Con todo, hay que decir con Pío XII que “muchos son los obstáculos que se oponen a que la razón use eficaz y fructuosamente de esta su nativa facultad. En efecto, las verdades que a Dios se refieren y atañen a las relaciones que median entre Dios y el hombre, trascienden totalmente el orden de las cosas sensibles y, cuando se llevan a la práctica de la vida e informan a ésta, exigen la entrega y abnegación de sí mismo. Ahora bien, el entendimiento humano halla dificultad en la adquisición de tales verdades, ora por el impulso de los sentidos y de la imaginación, ora por las desordenadas concupiscencias nacidas del pecado original. De lo que resulta que los hombres se persuaden con gusto ser falso o, por lo menos, dudoso lo que no querrían fuera verdadero”3.

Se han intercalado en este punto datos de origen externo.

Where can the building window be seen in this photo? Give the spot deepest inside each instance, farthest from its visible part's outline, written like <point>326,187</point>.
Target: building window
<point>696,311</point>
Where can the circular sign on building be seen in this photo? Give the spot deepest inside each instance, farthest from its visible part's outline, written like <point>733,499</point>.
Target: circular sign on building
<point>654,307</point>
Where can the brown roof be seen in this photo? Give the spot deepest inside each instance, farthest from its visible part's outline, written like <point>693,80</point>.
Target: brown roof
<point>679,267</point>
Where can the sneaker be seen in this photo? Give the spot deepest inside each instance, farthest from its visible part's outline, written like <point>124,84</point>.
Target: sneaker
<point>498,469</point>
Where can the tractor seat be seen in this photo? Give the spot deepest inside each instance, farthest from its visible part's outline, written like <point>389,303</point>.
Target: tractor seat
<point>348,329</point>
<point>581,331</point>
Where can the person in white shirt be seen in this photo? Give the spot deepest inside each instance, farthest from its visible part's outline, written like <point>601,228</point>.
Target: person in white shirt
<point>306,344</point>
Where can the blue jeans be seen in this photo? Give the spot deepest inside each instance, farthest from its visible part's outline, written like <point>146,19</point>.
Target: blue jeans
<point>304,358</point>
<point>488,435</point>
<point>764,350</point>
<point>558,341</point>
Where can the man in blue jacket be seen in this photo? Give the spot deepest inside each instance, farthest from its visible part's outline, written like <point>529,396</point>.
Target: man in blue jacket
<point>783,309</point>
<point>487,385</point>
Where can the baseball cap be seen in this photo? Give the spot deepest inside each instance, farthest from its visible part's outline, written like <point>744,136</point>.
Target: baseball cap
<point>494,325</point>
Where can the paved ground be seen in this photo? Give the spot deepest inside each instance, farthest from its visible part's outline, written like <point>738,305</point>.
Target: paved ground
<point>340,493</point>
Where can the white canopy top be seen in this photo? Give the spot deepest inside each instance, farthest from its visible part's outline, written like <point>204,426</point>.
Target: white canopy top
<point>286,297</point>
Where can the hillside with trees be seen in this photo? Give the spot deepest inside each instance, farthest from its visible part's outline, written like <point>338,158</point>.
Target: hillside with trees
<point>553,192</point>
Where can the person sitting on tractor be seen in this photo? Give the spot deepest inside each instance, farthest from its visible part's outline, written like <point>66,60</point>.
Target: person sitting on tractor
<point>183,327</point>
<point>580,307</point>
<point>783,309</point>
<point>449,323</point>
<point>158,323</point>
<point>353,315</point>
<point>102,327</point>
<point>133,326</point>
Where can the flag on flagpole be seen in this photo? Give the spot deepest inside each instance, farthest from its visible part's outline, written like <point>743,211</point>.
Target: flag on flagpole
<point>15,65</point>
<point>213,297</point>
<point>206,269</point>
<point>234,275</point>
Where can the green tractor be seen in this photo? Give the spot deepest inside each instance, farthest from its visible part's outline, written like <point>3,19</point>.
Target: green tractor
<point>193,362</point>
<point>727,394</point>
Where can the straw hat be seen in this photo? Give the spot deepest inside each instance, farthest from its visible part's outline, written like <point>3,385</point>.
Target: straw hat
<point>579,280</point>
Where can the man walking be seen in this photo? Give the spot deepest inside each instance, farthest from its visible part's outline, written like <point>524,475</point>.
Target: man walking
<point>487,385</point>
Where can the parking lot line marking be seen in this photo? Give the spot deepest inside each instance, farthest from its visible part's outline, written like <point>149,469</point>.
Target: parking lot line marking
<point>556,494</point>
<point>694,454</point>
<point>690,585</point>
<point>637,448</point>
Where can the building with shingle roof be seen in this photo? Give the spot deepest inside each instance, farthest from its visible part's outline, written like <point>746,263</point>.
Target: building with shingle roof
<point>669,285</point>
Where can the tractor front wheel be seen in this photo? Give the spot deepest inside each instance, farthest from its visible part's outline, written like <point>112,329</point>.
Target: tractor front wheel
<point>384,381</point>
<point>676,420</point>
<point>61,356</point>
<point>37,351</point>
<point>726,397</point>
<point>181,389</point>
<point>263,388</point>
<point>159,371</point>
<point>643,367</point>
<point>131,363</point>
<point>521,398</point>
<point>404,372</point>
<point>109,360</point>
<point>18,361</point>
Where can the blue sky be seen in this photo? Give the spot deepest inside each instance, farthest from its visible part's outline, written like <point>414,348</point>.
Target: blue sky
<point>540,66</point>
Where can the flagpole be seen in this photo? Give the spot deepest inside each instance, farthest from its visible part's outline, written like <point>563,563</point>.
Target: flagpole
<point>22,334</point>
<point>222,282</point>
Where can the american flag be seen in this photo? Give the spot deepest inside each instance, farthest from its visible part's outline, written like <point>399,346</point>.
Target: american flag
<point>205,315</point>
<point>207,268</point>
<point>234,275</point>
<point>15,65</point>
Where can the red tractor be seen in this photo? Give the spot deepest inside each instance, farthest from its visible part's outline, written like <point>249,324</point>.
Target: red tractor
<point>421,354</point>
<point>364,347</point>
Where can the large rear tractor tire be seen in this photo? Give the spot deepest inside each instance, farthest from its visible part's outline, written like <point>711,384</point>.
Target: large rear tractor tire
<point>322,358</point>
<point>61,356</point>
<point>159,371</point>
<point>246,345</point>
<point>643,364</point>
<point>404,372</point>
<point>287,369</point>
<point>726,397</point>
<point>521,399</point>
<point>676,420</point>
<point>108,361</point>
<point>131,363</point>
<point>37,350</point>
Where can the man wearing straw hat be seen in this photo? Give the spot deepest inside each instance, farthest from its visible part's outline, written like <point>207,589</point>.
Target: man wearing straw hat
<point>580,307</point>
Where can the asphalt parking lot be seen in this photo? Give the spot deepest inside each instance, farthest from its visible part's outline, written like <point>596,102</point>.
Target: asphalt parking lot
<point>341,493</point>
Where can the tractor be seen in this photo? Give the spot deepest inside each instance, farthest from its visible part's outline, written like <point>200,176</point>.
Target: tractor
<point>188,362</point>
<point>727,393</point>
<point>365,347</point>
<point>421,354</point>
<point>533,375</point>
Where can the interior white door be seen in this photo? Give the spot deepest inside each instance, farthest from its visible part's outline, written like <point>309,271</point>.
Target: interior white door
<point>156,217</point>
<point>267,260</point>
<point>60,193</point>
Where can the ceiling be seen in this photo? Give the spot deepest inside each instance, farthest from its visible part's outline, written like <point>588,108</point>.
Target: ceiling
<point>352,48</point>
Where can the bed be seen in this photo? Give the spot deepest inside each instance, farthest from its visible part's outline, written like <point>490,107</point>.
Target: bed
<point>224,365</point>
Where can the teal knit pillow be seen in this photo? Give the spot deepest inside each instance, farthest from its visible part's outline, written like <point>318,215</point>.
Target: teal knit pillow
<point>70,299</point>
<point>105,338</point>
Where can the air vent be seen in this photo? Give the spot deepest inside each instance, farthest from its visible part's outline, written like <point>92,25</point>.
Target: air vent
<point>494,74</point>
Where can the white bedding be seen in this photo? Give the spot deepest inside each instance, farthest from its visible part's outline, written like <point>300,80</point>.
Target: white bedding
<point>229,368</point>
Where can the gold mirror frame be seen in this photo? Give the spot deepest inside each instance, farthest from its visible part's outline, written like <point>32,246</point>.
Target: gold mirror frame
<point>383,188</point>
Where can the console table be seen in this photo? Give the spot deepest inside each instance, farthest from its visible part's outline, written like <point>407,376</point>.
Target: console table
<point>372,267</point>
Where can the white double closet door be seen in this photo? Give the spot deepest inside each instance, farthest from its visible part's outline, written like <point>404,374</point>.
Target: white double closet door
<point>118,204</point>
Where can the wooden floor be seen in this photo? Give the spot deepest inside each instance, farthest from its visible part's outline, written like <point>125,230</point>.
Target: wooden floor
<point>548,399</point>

El don de la divina revelación #

Por todo lo cual, la divina revelación, que no es de suyo indispensable para llegar al conocimiento de aquellas verdades divinas que están al alcance de la inteligencia del hombre, es, sin embargo, moralmente necesaria para que las mismas “puedan ser conocidas por todos, aun en la condición presente del género humano, de modo fácil, con firme certeza y sin mezcla de error alguno” (DV 6)4.

Y si nos referimos al conocimiento del “misterio de la voluntad de Dios (cf. Ef 1, 9), mediante el cual los hombres, por medio de Cristo, Palabra encarnada, tienen acceso al Padre en el Espíritu Santo y se hacen consortes de la naturaleza divina (cf. Ef 2, 18; 2P 1, 4)” (DV 2), entonces hay que afirmar que la divina revelación es absolutamente necesaria, pues se trata de “bienes divinos, que superan totalmente la inteligencia del hombre” (DV 6).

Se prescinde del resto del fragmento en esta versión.